We transferred to the cargo jet at Fort Churchill. All the way down to Cape Cannibal my father sat in back holding the water drum steady as the clumsy vessel skipped across the polar jet stream. It did not matter that the drum wasn't going anywhere. Bill had strapped it to a railing and taped down the lid. Pop rested his head on the side, listening to the melting ice shift around Umma's body.

He had lost a fight to bury our mother in the So Caroline peach field where the young couple had enjoyed their last period of unqualified happiness. Terry offered a choice of funeral arrangements: ditch her body over the Atlantic or bury her in the shallows of Broadaxe Creek on Cape Cannibal. My father was sickened by the second option, his lover's flesh picked apart by crabs, like ladies with plastic tongs at a salad bar. Bill said it would be quicker to open the cargo door and give the barrel a hard shove: we would be too high up to see the splash. But in the end, Pop needed a place to put flowers, so he agreed to lay her to rest in the creek.

Back at Cannibal Terry stored the water drum in a hydrogen cooling tank at Launch Command.
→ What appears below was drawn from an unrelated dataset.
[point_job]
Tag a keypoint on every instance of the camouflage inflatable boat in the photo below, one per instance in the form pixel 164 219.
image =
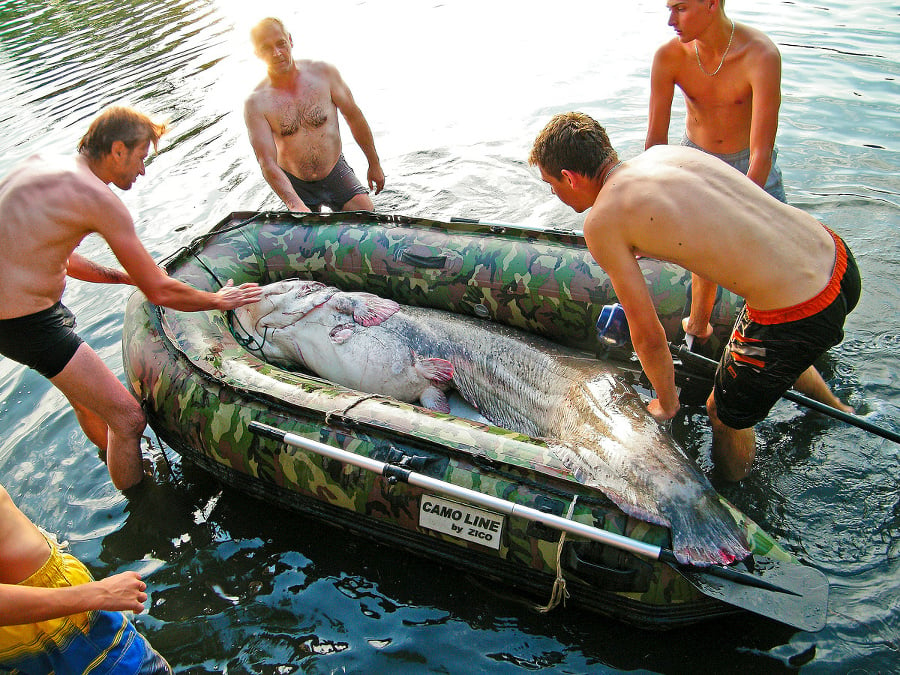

He said it would take a day or so to make the arrangements. Mainly this involved finding the keys to a front loader and buying dress shoes for the ceremony. Nguyen would not contemplate a funeral without decent footwear.

While Umma awaited her burial, Vansters came and went like carpenter bees. In yellow coveralls men swarmed over the launchpad, shouting to one another on walky-talks, writing on clipboards, and generally ignoring us grieving astronauts. Typical Bosom men, busy-looking and proud. When we were on Melville Island they had raised the Orion capsule, Habitat, and Penguin from the pit and installed them in the nose of an SLS booster rocket. Now, as Faron, Sylvia, and I watched from the bleachers, the vessel made its slow crawl across the tarmac on a pair of flatcars. Rollout, a quarter-mile ride that lasted twelve hours. A hydraulic lift stood the rocket on end, and as huge gantry arms hugged it tight against the tower, Sylvia leaned on my brother. They looked at each other with eagerness, as if a whole new life awaited them.

Now and again in my trailer I would start at the sudden hiss of the fire trench snorting out clots of fog. The crew was running test firings, bringing Orion to life out there on the launchpad. In three weeks, on a Tuesday, we would perform our final fit-in and dress rehearsal. As the day approached, Sylvia's parents vanished for hours inside Launch Command to learn what all those switches and keys could do. Bill acted like the rest of us were too dense to understand, but there wasn't much to it. In their last days the Astronomers had foreseen the depths of future ignorance. They had automated the works, staging, launch, navigation, and landing. A toggle switch on a power strip, a string of code tapped on a keyboard, and away we'd go. “Plug and play” was the phrase Dr. Padma Ridley used, though it did not seem like my sort of game.